PTfS25: Question regarding 2c assignment 4.

Hello,

I'm trying to build an intuitive understanding of how memory traffic works for each element a[j][i] in a tiled outer product when non-temporal stores are disallowed.
In the first instance, we create the matrix A, we then store it in L2. (L1 -> L2). (this is not part of the loop, so I suppose this can be ignored?)
Next, we want to write to the matrix, after the computation. So first we need to read before we write, (L2 -> L1).
We conclude that we can write, so we write (L1 -> L2).
We do this for every element of the matrix/tile, and I suppose we only do write back to memory after that (L2 -> L3 -> Mem), or do we do that in an intermediate stage as well?

With this methodology, I find the following traffic
3 times L1 traffic of 8 B
4 times L2 traffic of 8 B
1 time L3 traffic of 8 B
1 time L3 traffic of 8 B

Which I think captures the essence of what we are trying to do, letting the storage take place as close as possible to the CPU. But I am doubting whether how I should take the initialisation of the matrix A into account here. I could not find a slide from the lecture that clearly gets into this sort of analysis, so I was wondering if there is a resource available to better develop my intuition on these type of analyses.

Thank you in advance.
Thies

Re: Question regarding 2c assignment 4.

by Georg Hager - Thursday, 5 June 2025, 10:10 AM

When analyzing such codes, think about the steady state.
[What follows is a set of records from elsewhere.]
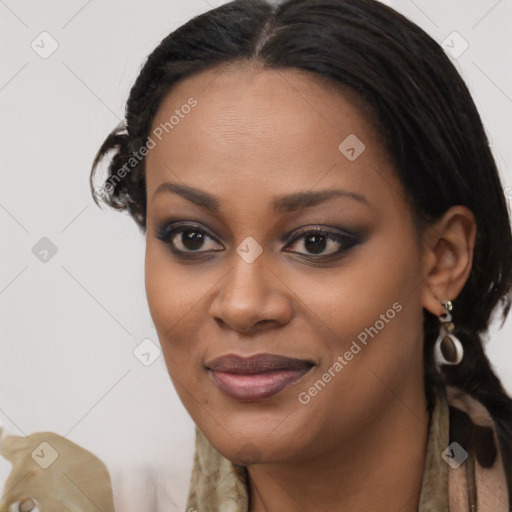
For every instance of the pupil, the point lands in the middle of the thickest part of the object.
(192, 240)
(317, 244)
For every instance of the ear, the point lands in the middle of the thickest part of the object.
(448, 247)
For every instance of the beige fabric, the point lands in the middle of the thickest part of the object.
(57, 473)
(77, 481)
(219, 485)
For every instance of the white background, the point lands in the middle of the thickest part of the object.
(69, 326)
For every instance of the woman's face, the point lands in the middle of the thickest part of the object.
(245, 170)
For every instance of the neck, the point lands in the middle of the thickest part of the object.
(382, 468)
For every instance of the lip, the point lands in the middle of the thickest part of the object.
(257, 377)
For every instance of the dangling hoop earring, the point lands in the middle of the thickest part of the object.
(447, 349)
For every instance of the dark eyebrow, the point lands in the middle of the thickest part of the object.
(282, 204)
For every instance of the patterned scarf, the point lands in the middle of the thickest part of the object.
(463, 471)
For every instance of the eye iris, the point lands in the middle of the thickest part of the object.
(192, 240)
(315, 243)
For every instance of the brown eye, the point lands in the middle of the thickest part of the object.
(321, 242)
(185, 238)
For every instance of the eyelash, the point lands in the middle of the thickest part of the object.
(166, 233)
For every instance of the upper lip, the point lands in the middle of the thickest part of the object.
(258, 363)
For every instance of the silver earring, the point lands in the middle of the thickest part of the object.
(447, 349)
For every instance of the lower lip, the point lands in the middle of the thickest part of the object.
(256, 386)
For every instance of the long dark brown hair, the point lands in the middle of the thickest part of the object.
(426, 118)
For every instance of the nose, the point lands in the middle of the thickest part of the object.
(250, 296)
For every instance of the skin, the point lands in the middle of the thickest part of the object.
(255, 135)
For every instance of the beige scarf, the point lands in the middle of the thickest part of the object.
(61, 475)
(452, 481)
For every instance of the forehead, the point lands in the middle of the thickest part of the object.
(254, 127)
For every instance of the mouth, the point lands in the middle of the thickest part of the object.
(257, 377)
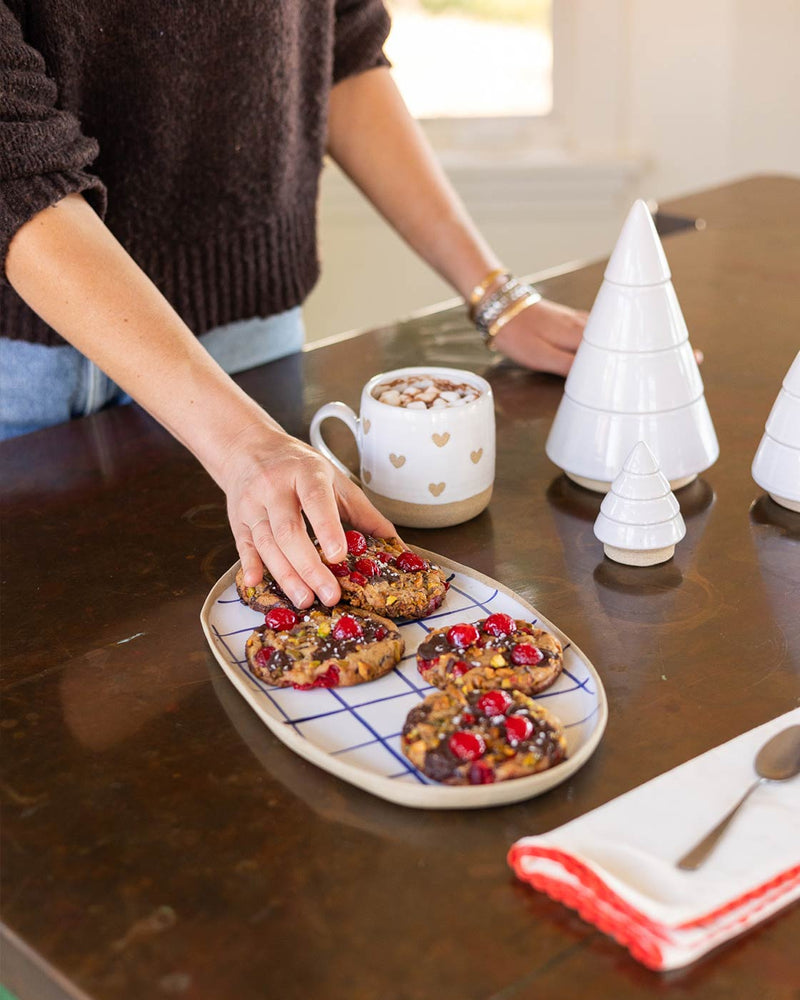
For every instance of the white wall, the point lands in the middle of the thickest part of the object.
(653, 98)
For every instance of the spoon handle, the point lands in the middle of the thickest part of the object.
(698, 854)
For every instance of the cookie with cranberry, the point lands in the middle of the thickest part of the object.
(265, 595)
(380, 574)
(495, 652)
(323, 647)
(475, 738)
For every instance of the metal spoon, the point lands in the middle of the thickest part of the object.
(777, 760)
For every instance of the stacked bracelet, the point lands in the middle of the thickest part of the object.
(482, 287)
(490, 313)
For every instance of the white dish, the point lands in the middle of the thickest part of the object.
(354, 732)
(636, 319)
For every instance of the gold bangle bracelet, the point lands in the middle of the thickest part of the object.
(480, 289)
(509, 314)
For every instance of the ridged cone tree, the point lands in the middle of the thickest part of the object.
(635, 377)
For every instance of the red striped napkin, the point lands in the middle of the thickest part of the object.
(616, 865)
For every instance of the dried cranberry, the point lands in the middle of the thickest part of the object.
(481, 773)
(367, 566)
(281, 619)
(462, 635)
(263, 655)
(467, 746)
(347, 628)
(424, 665)
(525, 653)
(356, 543)
(329, 679)
(499, 625)
(494, 702)
(410, 562)
(518, 728)
(459, 668)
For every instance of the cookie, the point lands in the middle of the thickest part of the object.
(495, 652)
(475, 738)
(265, 595)
(380, 574)
(322, 647)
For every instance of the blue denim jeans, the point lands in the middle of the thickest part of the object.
(41, 386)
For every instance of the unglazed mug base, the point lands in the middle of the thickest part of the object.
(601, 486)
(429, 515)
(787, 503)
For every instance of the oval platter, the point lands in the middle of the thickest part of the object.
(354, 732)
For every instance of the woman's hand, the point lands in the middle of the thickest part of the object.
(544, 337)
(271, 480)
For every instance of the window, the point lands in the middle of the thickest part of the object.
(473, 58)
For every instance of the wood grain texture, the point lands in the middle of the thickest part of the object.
(159, 841)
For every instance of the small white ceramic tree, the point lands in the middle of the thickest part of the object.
(640, 520)
(635, 377)
(776, 466)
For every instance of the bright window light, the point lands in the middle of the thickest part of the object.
(473, 58)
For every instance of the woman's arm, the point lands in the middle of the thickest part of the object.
(377, 143)
(71, 270)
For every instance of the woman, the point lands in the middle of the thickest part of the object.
(197, 133)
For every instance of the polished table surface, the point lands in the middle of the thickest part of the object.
(159, 841)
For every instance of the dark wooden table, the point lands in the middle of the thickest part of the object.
(159, 841)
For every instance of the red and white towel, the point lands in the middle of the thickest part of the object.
(616, 865)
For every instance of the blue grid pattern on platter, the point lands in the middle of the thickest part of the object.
(362, 724)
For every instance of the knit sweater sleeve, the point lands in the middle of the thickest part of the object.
(361, 29)
(43, 154)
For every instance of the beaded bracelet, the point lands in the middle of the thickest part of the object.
(482, 287)
(525, 303)
(499, 308)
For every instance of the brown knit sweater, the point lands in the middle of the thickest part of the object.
(196, 126)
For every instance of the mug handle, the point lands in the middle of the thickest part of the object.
(342, 412)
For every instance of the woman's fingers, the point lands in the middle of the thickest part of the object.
(289, 580)
(318, 502)
(290, 535)
(357, 509)
(272, 484)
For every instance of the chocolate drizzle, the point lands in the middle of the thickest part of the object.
(434, 646)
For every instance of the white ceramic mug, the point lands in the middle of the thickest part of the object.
(422, 468)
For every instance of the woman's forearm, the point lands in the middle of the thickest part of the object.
(377, 143)
(71, 270)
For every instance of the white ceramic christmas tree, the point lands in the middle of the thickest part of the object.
(776, 466)
(635, 377)
(640, 520)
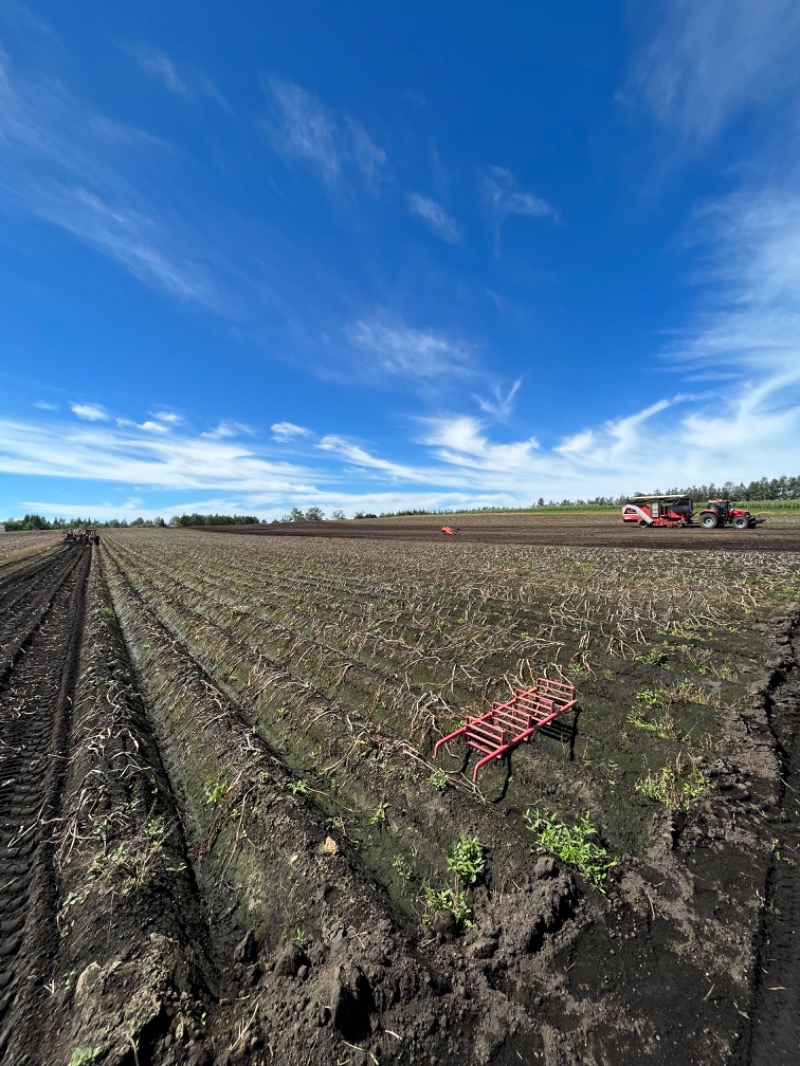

Data streams in and out of the core from/to the memory hierarchy. Startup effects (i.e., how do the first elements of the data structures come into the CPU) are ignored. A large data structure that is updated will be read from memory and written back to memory eventually. A smaller data structure that fits into some cache may be reused from there (if there is actually reuse).

Think of the CPU as a data pump, not as a machine with cogwheels ticking away.

Hope this helps,

Georg.